The pantheon of Egyptian gods was populated by the forces of nature, which the scholars of ancient Egypt were extraordinarily adept at understanding. But cosmic gods — like river gods and crocodile gods and fertility gods — are not really gods at all, but the names given to phenomena that are subject to man's knowledge and even manipulation. They were not so much gods as they were testaments to the Egyptians’ own knowledge.

“Non in dialectica complacuit Deo salvum facere populum suum,” said St. Ambrose: Not by the ways of logic did it please God to save his people. Not by the ways of ancient Egypt would God save his people, where men achieved scientific and engineering feats that even today defy explanation, but by the ways of the ragtag farmers and shepherds whom the Egyptians kept for slaves.

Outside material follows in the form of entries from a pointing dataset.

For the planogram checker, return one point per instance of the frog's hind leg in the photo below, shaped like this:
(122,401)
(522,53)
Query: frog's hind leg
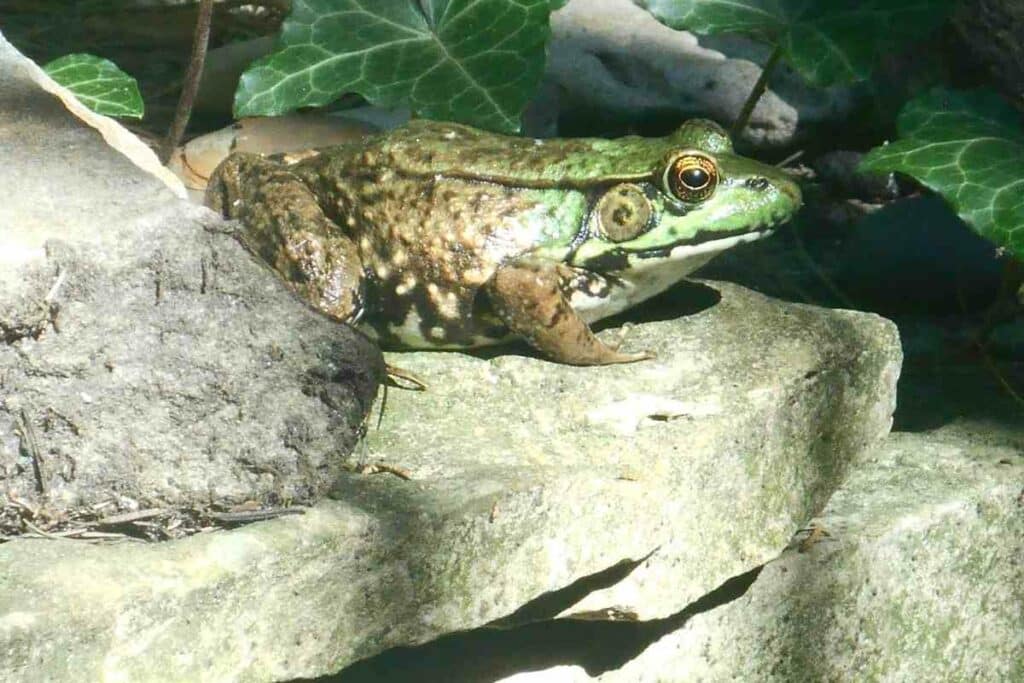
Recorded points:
(285,225)
(528,298)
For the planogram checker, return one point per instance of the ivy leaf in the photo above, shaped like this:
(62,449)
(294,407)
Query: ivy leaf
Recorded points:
(98,84)
(969,147)
(826,41)
(472,60)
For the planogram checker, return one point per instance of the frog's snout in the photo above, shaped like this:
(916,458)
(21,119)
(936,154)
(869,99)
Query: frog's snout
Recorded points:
(792,189)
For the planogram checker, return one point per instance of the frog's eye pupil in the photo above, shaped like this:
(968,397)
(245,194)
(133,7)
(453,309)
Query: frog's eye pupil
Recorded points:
(695,178)
(691,176)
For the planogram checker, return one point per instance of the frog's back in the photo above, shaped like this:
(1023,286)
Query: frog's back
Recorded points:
(428,147)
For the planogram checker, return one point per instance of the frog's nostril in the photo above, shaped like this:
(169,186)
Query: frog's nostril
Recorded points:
(792,190)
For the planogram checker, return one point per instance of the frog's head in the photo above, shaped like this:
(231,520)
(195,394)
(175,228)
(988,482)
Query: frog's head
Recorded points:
(698,199)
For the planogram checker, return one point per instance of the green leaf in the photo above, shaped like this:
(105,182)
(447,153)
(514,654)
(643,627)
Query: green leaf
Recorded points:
(969,147)
(827,41)
(98,84)
(472,60)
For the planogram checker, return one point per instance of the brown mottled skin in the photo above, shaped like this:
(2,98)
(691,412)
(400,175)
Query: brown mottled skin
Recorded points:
(437,235)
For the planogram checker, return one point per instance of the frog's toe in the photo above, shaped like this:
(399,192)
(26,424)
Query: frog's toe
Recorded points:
(403,379)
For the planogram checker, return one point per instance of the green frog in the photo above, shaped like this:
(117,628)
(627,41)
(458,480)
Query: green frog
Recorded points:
(440,236)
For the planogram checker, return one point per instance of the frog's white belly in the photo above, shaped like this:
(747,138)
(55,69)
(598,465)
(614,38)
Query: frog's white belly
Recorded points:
(602,296)
(648,276)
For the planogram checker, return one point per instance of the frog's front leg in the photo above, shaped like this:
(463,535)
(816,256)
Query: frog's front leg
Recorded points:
(528,298)
(285,225)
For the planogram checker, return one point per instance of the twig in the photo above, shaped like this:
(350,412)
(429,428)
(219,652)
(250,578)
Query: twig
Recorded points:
(32,445)
(756,92)
(127,517)
(381,468)
(190,86)
(35,529)
(253,515)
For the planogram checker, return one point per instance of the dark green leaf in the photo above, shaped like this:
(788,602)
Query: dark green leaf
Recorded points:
(969,147)
(827,41)
(471,60)
(98,84)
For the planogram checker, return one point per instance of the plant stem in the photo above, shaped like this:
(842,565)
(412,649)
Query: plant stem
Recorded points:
(759,89)
(190,86)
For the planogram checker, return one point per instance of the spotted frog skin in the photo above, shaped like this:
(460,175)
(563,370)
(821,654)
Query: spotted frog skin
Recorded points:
(440,236)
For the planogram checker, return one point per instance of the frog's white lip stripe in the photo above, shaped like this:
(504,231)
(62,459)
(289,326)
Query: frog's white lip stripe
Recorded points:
(715,246)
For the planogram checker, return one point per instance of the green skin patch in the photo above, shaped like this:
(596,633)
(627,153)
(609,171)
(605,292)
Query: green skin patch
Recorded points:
(440,236)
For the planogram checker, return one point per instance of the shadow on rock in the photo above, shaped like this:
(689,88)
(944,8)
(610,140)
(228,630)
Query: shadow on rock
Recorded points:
(488,653)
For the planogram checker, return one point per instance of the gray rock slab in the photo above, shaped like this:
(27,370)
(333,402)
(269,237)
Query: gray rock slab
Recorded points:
(145,358)
(916,574)
(613,57)
(524,477)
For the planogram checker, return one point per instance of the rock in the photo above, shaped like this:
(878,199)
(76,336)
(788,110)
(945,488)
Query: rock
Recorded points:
(915,574)
(524,478)
(611,58)
(145,358)
(195,162)
(993,32)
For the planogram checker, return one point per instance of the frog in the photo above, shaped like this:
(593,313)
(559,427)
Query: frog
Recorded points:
(441,236)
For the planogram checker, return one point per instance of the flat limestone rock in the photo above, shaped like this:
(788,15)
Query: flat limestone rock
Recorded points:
(509,478)
(914,574)
(145,358)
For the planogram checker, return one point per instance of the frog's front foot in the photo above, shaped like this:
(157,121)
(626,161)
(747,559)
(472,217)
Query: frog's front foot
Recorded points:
(285,225)
(528,298)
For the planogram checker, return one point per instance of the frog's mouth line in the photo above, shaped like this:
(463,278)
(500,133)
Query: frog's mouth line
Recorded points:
(698,246)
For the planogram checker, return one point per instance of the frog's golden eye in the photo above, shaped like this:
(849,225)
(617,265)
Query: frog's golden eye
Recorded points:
(690,176)
(623,212)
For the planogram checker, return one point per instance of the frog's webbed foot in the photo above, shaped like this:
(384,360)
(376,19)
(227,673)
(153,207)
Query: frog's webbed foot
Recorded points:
(284,224)
(528,298)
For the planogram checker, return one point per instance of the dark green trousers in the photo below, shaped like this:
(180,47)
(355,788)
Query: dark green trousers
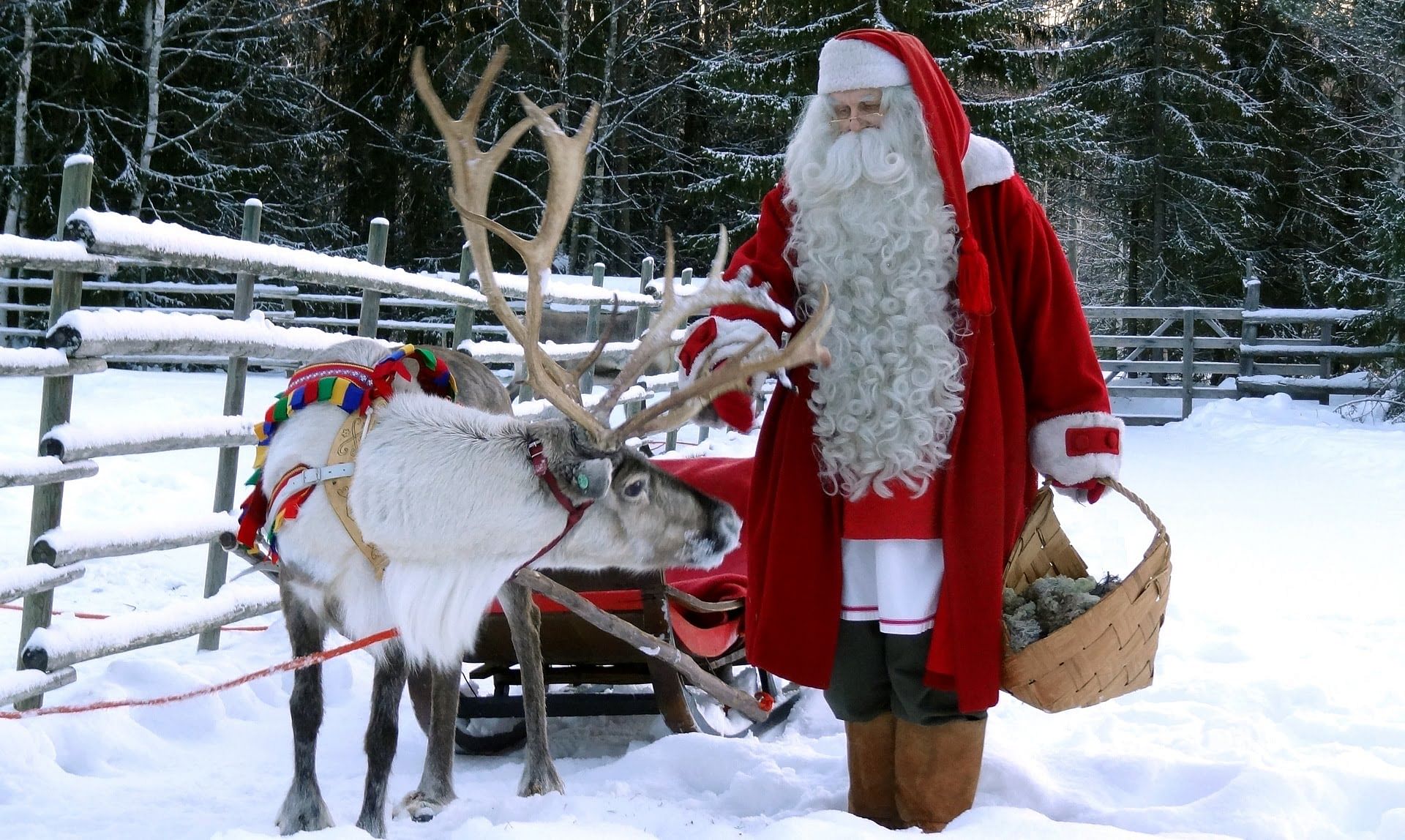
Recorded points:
(877,672)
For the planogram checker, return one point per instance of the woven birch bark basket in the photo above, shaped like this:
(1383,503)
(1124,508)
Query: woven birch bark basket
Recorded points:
(1105,652)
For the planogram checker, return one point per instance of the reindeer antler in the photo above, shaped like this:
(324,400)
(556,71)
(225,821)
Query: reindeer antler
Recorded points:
(473,173)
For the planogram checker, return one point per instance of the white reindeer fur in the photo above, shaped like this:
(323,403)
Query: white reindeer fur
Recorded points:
(447,493)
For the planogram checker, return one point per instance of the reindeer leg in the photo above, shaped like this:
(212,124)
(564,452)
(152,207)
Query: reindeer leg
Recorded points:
(523,620)
(381,735)
(438,780)
(304,809)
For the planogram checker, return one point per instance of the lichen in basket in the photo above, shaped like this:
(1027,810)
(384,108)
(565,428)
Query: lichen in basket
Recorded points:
(1049,604)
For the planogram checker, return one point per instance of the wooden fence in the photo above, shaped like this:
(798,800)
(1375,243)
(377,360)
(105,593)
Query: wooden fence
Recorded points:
(82,340)
(1158,364)
(1166,357)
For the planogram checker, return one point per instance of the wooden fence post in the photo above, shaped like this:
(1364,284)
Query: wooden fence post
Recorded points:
(641,319)
(217,563)
(56,402)
(597,279)
(1249,331)
(1325,363)
(375,256)
(670,441)
(464,315)
(1188,360)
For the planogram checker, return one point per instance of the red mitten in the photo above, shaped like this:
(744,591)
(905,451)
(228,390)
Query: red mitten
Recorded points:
(734,408)
(1088,492)
(1076,450)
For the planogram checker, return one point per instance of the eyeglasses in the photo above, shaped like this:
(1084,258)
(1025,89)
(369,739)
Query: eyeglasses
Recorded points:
(867,113)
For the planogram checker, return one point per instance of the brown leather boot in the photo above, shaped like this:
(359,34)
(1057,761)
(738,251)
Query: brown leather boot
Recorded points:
(937,769)
(872,770)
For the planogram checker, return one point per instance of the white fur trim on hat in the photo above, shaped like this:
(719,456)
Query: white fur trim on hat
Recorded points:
(1049,449)
(985,163)
(852,64)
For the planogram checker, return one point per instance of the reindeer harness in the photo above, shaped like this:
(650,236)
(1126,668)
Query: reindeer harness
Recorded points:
(357,391)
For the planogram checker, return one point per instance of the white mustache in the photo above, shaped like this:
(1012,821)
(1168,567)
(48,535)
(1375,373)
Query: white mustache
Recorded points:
(863,157)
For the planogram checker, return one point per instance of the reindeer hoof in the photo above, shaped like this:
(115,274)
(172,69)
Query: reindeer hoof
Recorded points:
(371,825)
(302,811)
(539,783)
(422,808)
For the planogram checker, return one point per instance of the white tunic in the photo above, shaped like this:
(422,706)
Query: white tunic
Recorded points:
(894,582)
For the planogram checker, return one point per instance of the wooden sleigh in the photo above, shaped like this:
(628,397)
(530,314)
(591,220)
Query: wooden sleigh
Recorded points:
(597,673)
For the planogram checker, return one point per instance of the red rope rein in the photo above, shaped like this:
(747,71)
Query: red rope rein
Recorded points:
(285,666)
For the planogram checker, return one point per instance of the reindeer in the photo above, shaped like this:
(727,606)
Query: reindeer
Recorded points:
(450,499)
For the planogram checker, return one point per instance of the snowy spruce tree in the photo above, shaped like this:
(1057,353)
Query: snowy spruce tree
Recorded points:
(1168,168)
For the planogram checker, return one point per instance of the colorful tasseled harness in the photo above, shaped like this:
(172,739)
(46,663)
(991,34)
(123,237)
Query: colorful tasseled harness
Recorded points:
(354,389)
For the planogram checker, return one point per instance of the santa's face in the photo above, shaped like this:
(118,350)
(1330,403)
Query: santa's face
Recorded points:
(856,110)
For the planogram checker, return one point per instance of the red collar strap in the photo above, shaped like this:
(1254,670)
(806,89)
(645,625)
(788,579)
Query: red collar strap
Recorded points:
(574,511)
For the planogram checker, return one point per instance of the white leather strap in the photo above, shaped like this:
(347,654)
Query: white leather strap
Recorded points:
(311,475)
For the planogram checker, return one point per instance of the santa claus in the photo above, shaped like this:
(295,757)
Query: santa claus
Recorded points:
(890,485)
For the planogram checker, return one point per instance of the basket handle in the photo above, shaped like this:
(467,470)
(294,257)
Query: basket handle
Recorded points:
(1139,502)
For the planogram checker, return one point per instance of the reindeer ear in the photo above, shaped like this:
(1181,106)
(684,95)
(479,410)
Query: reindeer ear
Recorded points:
(592,478)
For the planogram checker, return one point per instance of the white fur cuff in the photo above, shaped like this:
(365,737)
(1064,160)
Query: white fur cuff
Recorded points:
(1075,449)
(733,337)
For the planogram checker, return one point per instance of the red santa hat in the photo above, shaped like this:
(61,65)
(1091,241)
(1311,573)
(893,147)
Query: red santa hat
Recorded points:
(881,58)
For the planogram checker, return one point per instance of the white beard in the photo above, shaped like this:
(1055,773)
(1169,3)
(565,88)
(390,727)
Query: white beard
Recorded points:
(872,224)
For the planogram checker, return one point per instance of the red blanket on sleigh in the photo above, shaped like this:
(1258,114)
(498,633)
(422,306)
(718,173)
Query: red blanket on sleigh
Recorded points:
(702,634)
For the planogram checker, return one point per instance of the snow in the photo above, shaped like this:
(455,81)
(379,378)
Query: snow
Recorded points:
(117,326)
(1304,315)
(37,467)
(509,351)
(1275,713)
(157,239)
(79,640)
(41,253)
(105,433)
(33,359)
(154,528)
(20,579)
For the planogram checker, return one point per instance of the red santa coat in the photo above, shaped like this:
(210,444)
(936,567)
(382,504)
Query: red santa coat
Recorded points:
(1029,360)
(1030,377)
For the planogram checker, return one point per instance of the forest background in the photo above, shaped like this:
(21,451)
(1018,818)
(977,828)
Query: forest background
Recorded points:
(1171,140)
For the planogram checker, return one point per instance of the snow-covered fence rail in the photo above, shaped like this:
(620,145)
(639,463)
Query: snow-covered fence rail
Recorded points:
(53,648)
(1215,363)
(79,340)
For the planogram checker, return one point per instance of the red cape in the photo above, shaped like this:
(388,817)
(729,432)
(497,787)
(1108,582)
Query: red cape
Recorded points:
(1029,360)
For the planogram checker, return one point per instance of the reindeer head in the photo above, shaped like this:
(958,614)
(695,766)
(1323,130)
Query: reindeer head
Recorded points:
(644,506)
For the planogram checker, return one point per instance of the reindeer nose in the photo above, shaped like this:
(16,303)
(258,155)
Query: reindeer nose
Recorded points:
(724,536)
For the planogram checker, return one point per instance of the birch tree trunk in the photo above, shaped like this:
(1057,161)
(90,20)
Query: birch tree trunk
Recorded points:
(21,124)
(155,40)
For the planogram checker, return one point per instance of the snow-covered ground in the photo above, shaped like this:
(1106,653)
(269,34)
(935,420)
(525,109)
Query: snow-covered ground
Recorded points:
(1275,711)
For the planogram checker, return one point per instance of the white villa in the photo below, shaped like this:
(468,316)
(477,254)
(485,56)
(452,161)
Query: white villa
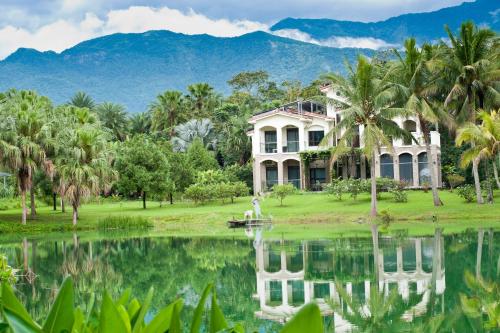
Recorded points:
(279,136)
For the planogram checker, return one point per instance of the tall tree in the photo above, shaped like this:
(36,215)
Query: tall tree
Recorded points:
(143,168)
(113,117)
(84,163)
(167,111)
(23,137)
(416,86)
(82,100)
(370,106)
(474,58)
(485,145)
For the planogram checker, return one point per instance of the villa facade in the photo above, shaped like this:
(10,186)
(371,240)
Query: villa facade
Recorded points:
(281,135)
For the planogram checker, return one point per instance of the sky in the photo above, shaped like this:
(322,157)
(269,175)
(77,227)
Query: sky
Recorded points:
(59,24)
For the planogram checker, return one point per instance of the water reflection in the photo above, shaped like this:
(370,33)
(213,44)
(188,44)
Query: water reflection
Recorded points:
(293,273)
(281,275)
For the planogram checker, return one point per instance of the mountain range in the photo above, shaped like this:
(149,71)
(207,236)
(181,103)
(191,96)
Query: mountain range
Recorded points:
(132,69)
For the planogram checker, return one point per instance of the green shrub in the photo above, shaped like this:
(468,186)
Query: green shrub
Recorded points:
(282,191)
(467,192)
(124,223)
(337,188)
(128,314)
(455,180)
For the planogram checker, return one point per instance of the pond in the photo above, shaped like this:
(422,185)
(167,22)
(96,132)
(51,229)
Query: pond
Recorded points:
(260,282)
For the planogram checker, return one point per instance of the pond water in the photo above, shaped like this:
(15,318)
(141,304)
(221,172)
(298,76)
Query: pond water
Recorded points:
(260,282)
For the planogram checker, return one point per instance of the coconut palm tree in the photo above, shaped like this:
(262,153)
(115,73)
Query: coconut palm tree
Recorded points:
(474,58)
(202,98)
(417,86)
(186,133)
(82,100)
(114,117)
(23,137)
(84,164)
(167,111)
(369,107)
(485,145)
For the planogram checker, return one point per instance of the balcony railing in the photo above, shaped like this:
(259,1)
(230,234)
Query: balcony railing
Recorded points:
(294,182)
(291,147)
(267,185)
(269,147)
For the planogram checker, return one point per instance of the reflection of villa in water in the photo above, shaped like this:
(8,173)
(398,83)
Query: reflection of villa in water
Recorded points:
(291,274)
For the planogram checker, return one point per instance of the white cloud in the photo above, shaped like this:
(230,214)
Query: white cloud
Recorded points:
(64,33)
(356,42)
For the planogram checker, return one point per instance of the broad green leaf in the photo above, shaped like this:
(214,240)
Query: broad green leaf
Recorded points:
(175,326)
(308,319)
(11,303)
(18,324)
(124,297)
(133,309)
(144,309)
(126,319)
(161,322)
(61,314)
(78,324)
(217,320)
(198,312)
(110,320)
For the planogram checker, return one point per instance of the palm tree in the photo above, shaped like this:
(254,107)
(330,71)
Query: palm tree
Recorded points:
(82,100)
(167,111)
(84,164)
(114,117)
(417,85)
(202,98)
(140,123)
(191,130)
(474,58)
(485,145)
(370,108)
(23,137)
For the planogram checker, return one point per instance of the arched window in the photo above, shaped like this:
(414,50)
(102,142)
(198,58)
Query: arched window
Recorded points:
(410,126)
(406,168)
(386,166)
(424,174)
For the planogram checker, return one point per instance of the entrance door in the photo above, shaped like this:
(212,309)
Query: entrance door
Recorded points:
(294,175)
(271,177)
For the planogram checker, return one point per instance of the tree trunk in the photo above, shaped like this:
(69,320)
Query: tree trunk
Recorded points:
(373,211)
(23,204)
(435,194)
(489,197)
(495,173)
(75,214)
(32,201)
(477,183)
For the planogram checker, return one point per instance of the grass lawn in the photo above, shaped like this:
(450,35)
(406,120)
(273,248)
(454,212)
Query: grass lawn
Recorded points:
(305,215)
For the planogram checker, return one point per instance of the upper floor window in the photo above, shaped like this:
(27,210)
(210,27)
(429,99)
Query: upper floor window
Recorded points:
(315,137)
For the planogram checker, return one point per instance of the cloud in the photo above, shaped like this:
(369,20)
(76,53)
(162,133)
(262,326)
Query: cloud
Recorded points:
(64,33)
(341,42)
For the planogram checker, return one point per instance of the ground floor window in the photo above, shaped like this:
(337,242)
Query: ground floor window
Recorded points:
(386,166)
(317,176)
(424,174)
(406,168)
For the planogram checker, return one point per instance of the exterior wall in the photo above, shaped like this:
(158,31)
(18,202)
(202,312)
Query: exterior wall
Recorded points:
(280,121)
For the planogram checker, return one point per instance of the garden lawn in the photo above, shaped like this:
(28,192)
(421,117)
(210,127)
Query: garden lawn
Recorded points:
(304,215)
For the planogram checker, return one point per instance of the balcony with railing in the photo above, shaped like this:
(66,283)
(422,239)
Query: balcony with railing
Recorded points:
(269,147)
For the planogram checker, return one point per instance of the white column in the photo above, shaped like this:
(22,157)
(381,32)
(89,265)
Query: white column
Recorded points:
(280,172)
(279,139)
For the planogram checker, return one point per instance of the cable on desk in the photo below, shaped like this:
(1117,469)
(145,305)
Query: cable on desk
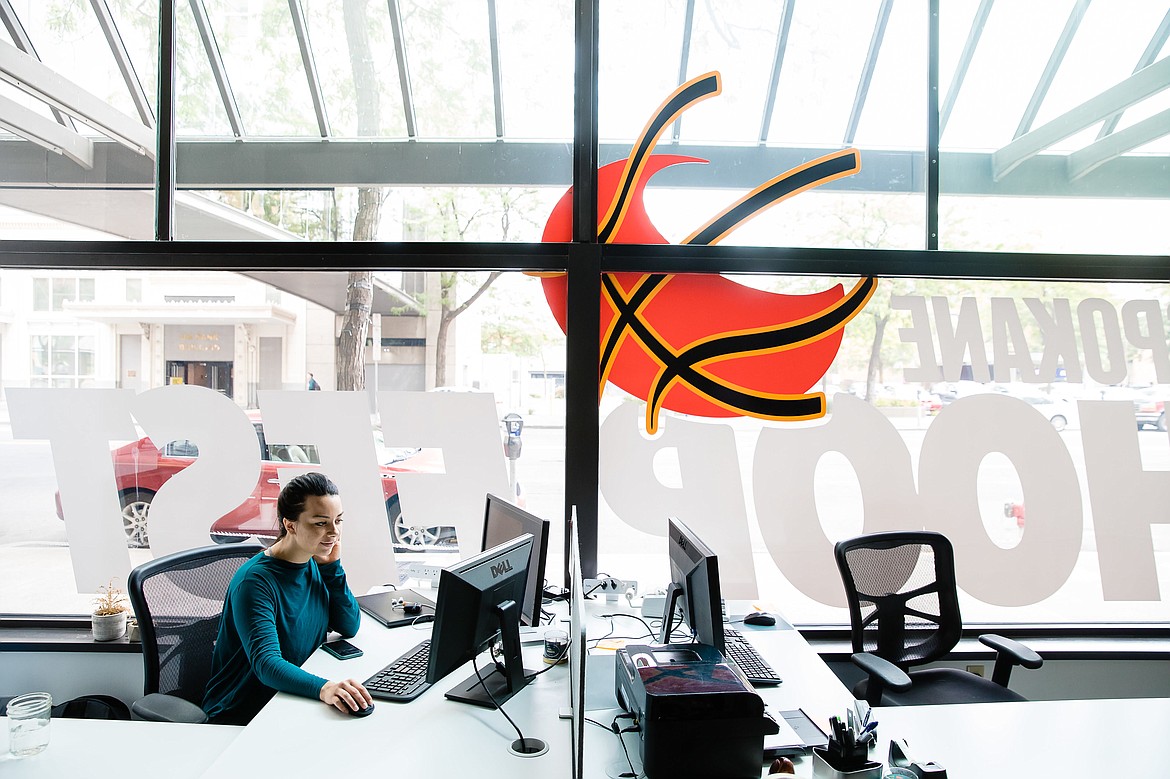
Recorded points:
(649,631)
(551,666)
(493,698)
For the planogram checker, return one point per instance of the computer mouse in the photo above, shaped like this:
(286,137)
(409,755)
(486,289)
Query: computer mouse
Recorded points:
(759,618)
(360,712)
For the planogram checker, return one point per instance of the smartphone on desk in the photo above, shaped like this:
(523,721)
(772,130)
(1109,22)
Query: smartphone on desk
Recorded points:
(342,649)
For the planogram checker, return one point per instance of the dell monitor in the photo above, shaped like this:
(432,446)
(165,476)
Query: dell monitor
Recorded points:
(502,522)
(479,602)
(694,587)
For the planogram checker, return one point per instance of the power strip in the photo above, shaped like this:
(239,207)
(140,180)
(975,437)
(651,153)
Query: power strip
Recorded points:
(425,573)
(611,586)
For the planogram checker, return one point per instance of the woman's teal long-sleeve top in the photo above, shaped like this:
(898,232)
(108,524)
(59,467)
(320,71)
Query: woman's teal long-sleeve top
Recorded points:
(275,615)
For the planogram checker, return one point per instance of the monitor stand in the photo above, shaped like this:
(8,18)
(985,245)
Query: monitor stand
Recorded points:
(673,593)
(500,687)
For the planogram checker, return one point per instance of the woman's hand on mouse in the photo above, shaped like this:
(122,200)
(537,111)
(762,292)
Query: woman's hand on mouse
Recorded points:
(346,695)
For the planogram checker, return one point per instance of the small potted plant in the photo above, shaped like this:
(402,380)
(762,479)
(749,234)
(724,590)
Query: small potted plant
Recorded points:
(110,608)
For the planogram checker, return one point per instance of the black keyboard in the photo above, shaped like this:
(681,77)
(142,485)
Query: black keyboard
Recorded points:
(403,680)
(744,655)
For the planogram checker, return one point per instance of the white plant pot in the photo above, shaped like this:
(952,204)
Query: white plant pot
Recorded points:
(109,627)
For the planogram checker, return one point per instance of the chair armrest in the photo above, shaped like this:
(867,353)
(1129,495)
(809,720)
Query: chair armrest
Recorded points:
(882,674)
(1009,654)
(158,707)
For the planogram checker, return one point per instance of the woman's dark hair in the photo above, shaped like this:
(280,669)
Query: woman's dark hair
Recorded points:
(291,498)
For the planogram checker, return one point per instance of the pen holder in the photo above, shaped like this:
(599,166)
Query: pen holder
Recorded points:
(825,765)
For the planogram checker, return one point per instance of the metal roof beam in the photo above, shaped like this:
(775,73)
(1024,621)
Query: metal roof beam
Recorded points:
(688,28)
(1157,41)
(867,70)
(773,83)
(122,57)
(25,43)
(46,133)
(1134,89)
(496,71)
(231,164)
(404,71)
(310,67)
(1050,71)
(34,77)
(1101,151)
(964,61)
(215,60)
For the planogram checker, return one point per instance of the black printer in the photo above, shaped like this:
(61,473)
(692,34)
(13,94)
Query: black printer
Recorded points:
(699,716)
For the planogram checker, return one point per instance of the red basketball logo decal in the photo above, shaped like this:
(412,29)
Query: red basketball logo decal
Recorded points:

Salvation that comes by way of the empty tomb begins with the realization that, by himself, the best man can aspire to is being buried in a fancy tomb.

Ancient Egypt represents the best man can do on his own, under gods of his own creation, to save himself. And because it was the best attempt, it needed to be drowned in the Red Sea, as a warning to all those who would seek salvation through man's self-assertion. Israel is the people saved for no other reason than God's having chosen to save them (Deuteronomy 7:7).

The polemic against Egypt is a warning against the ultimate emptiness of all that man does without God.

Christians look at Easter to a different kind of emptiness: The emptiness of the tomb that testifies that there is another way, a way that depends only on allowing oneself to be chosen. Man chose for himself in Eden and ended up building tombs in Egypt.

The folly of the pharaohs was to build tombs as eternal homes. The empty tombin the garden is God's definitive word that a tomb is no place for man to live.

Raymond de Souza is the Register's Rome correspondent.